It’s nice on a plane when your work’s all done. We were already out of land and the big dark swell of the Atlantic was moving under us. I flicked on the flight map and watched our plane, as big as New York State, push its way north-eastward. The flight attendant brought the dinner I’d ordered, but I didn’t feel like eating it. I drank my wine and watched the sky darken. More than an hour of the flight was already gone. The air was so smooth that my drink lay still in its glass.
‘Ladies and gentlemen, this is Captain Willis again,’ came the light Surrey voice that had already told us about the fine weather, the tail wind that would get us to London ahead of schedule, and the fact that he hoped we would enjoy our flight with him, ‘I’m afraid that one of our engines has failed and so we are not able to proceed to Heathrow, but shall be returning to Kennedy instead.’
I was surprised that he didn’t put it better. We have a problem with one of our engines, maybe. A minor problem.
I looked around. The flight attendants, smiling pleasantly, immediately began to collect up the dinner plates. The man behind me protested that he had not even begun on his fillet steak. It’s just a routine procedure, Sir, said the girl, whipping his steak out of sight. A dark-haired, confidential, heartbreakingly handsome steward came and sat beside me.
‘ As you are sitting by the emergency exit, Madam,’ he said, ‘You’ll be aware that we’ll be carrying out certain special procedures on landing, to ensure the safety and well-being of all our passengers.’
‘I’ll be preparing the exit for an emergency landing,’ he said, with a wink. ‘And you’ll be in the front row.’
‘Is that good?’
‘It’s not bad,’ he said consideringly. ‘Not one of the worst places to be sat, I’d say.’
The man behind me leaned around my seat and asked if I thought the engine noise sounded different. I listened but I couldn’t tell. He put his lips together in a smile and asked if I’d like to see a picture of his little girl. He passed me a plump blondey baby with a smiling face and I held out a photo of Ruby, but without letting go of it.
‘ She’s beautiful,’ he said immediately, before he could have had time to take in how beautiful she was.

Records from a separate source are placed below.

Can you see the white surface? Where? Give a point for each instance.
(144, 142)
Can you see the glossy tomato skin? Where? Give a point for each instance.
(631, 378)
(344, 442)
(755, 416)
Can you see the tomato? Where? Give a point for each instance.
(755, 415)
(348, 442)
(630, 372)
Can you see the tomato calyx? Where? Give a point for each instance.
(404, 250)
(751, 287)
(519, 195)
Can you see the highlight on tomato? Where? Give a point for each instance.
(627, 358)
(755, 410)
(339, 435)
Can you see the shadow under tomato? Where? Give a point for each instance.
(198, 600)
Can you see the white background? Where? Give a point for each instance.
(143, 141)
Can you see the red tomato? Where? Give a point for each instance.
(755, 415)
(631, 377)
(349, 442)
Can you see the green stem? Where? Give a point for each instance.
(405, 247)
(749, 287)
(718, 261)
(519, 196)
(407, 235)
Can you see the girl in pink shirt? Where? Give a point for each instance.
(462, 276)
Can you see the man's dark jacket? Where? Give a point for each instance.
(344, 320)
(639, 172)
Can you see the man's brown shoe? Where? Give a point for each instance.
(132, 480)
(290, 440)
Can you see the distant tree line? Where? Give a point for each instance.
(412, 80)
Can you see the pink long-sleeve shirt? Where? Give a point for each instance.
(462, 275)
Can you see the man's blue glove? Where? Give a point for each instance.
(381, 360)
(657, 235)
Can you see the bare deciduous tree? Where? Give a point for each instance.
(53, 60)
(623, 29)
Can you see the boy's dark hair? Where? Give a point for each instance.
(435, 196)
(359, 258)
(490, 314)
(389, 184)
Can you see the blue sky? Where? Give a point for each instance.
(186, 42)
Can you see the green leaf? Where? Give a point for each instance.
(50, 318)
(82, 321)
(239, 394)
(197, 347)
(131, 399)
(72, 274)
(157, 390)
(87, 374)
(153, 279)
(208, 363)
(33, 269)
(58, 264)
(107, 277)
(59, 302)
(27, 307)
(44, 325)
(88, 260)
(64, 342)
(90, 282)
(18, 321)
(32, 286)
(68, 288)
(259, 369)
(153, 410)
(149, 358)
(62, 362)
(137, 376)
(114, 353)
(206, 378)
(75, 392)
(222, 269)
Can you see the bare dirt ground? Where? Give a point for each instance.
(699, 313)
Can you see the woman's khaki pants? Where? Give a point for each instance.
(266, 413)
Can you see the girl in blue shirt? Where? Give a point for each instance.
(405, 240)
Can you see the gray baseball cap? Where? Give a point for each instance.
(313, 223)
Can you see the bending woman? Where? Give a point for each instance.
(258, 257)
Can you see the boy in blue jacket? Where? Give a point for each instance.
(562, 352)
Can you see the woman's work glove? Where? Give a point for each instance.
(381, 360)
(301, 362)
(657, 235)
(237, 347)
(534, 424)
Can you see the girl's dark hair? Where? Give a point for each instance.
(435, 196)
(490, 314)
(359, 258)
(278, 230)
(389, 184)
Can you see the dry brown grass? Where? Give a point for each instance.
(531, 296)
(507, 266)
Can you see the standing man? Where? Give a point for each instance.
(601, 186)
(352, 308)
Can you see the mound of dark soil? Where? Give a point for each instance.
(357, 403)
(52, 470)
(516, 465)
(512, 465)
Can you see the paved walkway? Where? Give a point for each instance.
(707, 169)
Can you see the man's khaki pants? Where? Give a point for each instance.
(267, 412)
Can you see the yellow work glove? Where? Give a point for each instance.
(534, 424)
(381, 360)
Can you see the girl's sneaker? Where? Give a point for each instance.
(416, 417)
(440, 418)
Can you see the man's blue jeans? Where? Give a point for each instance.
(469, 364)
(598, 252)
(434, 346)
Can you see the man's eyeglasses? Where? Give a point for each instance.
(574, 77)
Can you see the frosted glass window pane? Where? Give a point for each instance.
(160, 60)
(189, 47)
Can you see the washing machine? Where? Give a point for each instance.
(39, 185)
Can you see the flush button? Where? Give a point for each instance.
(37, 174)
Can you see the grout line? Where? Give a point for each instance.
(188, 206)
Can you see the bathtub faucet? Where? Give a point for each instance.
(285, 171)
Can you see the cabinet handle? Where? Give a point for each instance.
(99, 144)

I said that his baby was beautiful too.
‘I’ve never been on a plane when they’ve pulled one like this,’ said the man. I told him I had, and it had all been fine. They had done an emergency landing and everything had worked out.
‘Oh, OK, ‘ said the man, nodding firmly. ‘I’m glad to know that.’ Then he asked me where it had been.
‘Moscow,’ I said, thinking it through.
‘Jesus,’ said the man. ‘You wouldn’t get me on one of those Russian planes. Don’t you know their air traffic control is all shot to hell?’
I shut my eyes. Rocked in the cradle of the deep. Rocked in the cradle of the deep. I could hear a change in the engine noise and I wondered if we were still over the Atlantic ocean. Joe had told me once where the continental shelf began, but I couldn’t remember. If we were over land maybe someone was looking up at this moment. Maybe they could hear the change in our engine sound. They would listen and be glad that their feet were planted on solid earth.
The man behind me tapped my arm again.
‘ I’ve been watching that girl over there.’ He indicated the flight attendant who was checking the overhead lockers. ‘She looks pretty upset to me. When the crew gets scared, I get scared.’ He said it as if this was a rule of life he’d always abided by.
‘She split up with her boyfriend last night,’ I said. ‘She was telling me about it when she brought the wine.’
‘Girl stuff, huh,’ he said. ‘You’d think she’d have something better to worry about than her boyfriend right now.’
The hour passed slowly, but the two times the man tapped my arm again I pretended to be sleeping. I was afraid he’d wake me to say, ‘Sleeping, huh. Think you’d have something better to do than sleep,’ but after a couple of taps he rang for the flight attendant and started telling her that everyone gets bad knocks in life but they are part of growing into the person God means you to be.
‘We’re following a routine procedure for the benefit of customer welfare and safety, Sir,’ she replied. ‘After our landing in Kennedy you will be transferred to the next available flight with the minimum of wait.’
The plane was going down fast. Suddenly the lights of New York shocked into view. My ears hurt, and the handsome steward came to take his seat directly opposite me.
‘ Soon be down,’ he said, and winked again. He leaned forward braced like a runner, with his hand gripping the emergency handle. The plane whooshed upwards, then steadied itself.
‘We’re coming in to land.’
The plane went down with a bang but held steady as it hurtled down the runway. What I hadn’t thought of were the fire-trucks and other emergency vehicles with flashing lights that raced with us parallel to our runway. We were down. We were on the runway. We were not on fire. The handsome steward relaxed his grip on the emergency handle.
‘ You won’t get your chance to go down the chute today,’ he said. The plane slowed until it was a solid thing again on solid land.
‘No way are they getting me up again in one of these things. No way,’ said the man behind me. But I knew they would.